On Fear and Anger
How did it happen that the prophet Daniel walked into the lions cage and the lion didn’t do anything to him? Did God do something to the lion so the lion did not attack, or was it Daniel that did something that caused the lion not to attack?
My insight : Daniel believed in God with all his soul and trusted God that God would protect him. There was no signed agreement between God and Daniel that God would do that. Daniel simply trusted God. Because he trusted God, he felt no fear and when you feel no fear you do not project that you might attack proactively to defend yourself. If you do not project aggression, there is no need for the other party, in this case the lion, to attack you proactively in its defense. I learned this taking a walking safari in Africa many years ago. We walked through the reserve without guns, without any protection. I admit I was scared, we might be attacked. There were lions, there were many wild animals left and right. The guide calmed us down telling us that every animal has a perimeter within which that animal feels secure and as long as you do not cross that boundary, they leave you alone; If you don’t threaten them, they will not threaten you.
I took it with a grain of salt because if an animal like a lion is hungry, its radius is probably much bigger. The fact however is that we walked that safari for days and nothing dangerous happened. When you feel confident, have no fear, it vibrates and those that could feel threatened by you, have confidence that you’re safe and they do not need to attack you proactively.

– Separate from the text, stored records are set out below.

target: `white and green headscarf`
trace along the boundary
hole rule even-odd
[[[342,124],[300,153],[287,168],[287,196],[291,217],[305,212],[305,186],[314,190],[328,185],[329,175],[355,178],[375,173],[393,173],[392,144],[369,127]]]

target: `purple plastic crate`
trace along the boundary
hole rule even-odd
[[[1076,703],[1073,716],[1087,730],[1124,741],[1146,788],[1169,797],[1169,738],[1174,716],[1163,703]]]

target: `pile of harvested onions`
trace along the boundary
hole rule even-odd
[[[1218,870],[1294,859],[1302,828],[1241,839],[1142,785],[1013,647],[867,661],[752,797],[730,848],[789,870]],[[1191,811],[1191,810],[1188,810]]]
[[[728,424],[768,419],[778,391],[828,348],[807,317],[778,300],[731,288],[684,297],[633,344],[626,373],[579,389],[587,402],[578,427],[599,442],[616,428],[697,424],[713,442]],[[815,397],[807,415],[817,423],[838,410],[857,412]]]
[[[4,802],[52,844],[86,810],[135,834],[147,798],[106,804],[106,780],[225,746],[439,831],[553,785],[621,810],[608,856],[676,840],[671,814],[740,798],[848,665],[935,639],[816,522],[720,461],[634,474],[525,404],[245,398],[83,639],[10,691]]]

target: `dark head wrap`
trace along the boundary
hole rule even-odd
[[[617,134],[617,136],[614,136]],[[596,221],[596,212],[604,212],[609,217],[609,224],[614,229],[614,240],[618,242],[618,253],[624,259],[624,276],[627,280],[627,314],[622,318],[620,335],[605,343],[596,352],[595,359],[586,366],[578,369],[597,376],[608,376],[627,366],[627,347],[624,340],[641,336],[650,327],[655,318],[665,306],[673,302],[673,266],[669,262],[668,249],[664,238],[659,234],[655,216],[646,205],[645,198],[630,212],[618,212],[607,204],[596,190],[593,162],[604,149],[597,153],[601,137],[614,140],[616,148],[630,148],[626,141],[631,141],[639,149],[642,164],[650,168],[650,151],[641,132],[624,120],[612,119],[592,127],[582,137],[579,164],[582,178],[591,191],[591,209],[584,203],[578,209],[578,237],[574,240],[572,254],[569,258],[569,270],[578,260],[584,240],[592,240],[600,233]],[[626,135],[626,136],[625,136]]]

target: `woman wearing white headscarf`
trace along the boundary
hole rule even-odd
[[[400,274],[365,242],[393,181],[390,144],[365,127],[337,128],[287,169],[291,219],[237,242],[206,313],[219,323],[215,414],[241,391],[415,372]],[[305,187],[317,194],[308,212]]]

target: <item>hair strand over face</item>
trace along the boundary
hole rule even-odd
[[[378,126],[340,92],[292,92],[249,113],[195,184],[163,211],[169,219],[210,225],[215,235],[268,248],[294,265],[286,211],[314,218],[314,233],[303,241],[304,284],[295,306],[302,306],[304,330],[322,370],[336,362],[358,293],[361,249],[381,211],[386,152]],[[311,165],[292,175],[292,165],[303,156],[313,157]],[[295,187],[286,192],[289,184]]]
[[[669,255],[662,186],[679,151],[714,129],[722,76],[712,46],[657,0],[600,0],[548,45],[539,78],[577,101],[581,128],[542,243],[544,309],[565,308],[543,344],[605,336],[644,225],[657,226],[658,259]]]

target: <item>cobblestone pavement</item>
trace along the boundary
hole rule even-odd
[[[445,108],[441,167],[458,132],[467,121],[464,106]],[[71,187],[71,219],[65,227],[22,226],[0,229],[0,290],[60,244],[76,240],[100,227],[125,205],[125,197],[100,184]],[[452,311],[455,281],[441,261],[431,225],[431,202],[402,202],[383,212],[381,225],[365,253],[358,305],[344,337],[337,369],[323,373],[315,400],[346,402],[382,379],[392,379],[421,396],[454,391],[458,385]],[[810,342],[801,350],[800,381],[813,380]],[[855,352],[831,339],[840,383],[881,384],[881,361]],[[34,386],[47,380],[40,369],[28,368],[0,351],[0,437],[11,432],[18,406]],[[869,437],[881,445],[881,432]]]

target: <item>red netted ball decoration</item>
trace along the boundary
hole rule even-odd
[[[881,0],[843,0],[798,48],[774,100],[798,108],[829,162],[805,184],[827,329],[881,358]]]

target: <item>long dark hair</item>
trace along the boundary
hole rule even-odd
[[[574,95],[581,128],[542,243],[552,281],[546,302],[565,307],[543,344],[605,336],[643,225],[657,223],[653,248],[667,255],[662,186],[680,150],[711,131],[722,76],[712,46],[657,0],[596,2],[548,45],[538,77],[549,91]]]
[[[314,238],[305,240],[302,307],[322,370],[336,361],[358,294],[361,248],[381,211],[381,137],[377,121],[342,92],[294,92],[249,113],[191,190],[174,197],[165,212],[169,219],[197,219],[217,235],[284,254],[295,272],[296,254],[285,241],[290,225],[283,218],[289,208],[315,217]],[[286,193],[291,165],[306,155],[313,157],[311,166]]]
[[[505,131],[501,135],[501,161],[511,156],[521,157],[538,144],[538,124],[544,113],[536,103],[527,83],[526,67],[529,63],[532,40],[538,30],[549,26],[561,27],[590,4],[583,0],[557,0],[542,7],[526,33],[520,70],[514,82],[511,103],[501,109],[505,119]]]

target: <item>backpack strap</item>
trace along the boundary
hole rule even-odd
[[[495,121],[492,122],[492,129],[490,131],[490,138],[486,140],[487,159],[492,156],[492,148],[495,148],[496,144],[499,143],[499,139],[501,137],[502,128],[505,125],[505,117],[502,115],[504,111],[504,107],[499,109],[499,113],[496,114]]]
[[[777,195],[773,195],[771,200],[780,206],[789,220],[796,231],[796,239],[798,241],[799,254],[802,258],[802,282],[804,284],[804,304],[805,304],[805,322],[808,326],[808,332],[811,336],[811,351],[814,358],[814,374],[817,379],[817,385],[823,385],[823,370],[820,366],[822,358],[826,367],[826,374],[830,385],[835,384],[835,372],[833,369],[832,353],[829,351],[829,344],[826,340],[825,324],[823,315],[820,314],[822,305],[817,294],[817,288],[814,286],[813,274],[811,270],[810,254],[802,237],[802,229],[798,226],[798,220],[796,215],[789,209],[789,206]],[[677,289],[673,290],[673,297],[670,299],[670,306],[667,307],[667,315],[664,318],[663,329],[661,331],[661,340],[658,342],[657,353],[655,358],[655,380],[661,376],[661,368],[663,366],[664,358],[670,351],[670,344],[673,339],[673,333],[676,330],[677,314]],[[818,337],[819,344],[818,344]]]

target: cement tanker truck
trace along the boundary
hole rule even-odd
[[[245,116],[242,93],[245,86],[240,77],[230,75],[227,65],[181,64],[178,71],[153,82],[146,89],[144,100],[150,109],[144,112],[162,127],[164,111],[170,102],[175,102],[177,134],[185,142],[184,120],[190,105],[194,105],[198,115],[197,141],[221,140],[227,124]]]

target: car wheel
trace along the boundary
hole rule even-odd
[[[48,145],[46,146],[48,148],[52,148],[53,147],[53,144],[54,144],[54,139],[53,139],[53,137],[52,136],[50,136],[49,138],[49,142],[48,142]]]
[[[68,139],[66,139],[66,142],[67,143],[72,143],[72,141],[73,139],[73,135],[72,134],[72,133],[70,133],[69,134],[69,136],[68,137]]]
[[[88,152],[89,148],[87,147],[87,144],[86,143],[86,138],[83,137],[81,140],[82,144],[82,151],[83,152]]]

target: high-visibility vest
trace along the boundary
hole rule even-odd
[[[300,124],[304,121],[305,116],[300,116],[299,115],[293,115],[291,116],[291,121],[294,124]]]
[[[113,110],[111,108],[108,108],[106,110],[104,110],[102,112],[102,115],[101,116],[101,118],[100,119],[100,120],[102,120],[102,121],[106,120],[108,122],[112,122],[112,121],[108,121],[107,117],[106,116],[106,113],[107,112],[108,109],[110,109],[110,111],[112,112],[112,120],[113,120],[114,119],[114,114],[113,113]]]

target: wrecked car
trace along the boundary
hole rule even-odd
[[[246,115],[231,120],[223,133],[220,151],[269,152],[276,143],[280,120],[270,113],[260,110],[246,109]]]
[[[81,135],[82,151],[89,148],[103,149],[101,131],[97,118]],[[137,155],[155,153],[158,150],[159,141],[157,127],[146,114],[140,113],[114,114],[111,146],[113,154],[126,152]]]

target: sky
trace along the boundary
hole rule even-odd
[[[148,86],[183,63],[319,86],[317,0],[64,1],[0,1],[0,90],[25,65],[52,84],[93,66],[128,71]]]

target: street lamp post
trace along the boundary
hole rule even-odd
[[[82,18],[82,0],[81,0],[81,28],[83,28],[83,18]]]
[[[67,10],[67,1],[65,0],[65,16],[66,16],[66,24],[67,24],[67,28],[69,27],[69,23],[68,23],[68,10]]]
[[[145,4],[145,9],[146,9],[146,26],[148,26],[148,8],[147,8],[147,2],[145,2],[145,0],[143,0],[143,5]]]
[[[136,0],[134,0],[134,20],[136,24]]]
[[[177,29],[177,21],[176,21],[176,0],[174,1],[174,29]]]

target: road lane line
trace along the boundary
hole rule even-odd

This has applications for personal life and marriage life. Something happens and one of the partners in the marriage feels that maybe they are not loved. Maybe it happened because the spouse raised their voice or did not show attention or whatever. Now the one that feels that way, has a fear: I am not loved. I’m not appreciated. I’m being ignored. The fear activates an attack. It will show in their negative attitude, in their tone of voice, and now what happens? Now, the other person feels attacked and develops his or her own fears of not being loved, and because of the fears they attack in return. And what happens now? Escalation. Bigger attacks yield bigger fears, that provoke even bigger attacks, that provoke bigger and bigger attacks and fears… and the result could be appearance in court for a divorce or a separation.
My Mantra :
Speak without offending,
Listen without defending,
Love without depending and
Live without pretending.
Speak without offending- if you’re offending, it is because you are scared, you’re scared of losing an argument. Or, you might be scared of not being heard, not being appreciated, you fear that your feelings or ideas are not given the weight they deserve. It could be generated by past experiences which have nothing to do with the present situation but “past music” in your head does interfere with present music you hear now.
Listen without defending. Why are you defending? Fear again, that you might lose an argument and if you lose an argument its proves that you’re not as smart as you think you would like to project yourself to be, or, again, you perceive of not being listened to, or being dismissed. Fears. Fears. Fears.
Love without depending. Once you depend on love from other people to give it to you, you’re living in fear that they might leave and that’s painful and now what happens? You fight not to lose the love that you so much depend on, and as you fight, you might be suffocating the other party. You might be limiting the other party to love you on their own volition. Your expectations, your demands turned them into suppliers of love whether they want it or not. They might resent it and there we go into fears and anger that destroys arelationship…..
Live without pretending. Why are you pretending? Fear, fear that you’re not good enough and you have to wear a make-up to look more beautiful than you really are naturally.
Eliminate fears. Eliminate expectations. Trust God, or if you are an atheist, trust yourself at least, be calm, and you can walk into a hostile meeting and survive like the prophet Daniel did.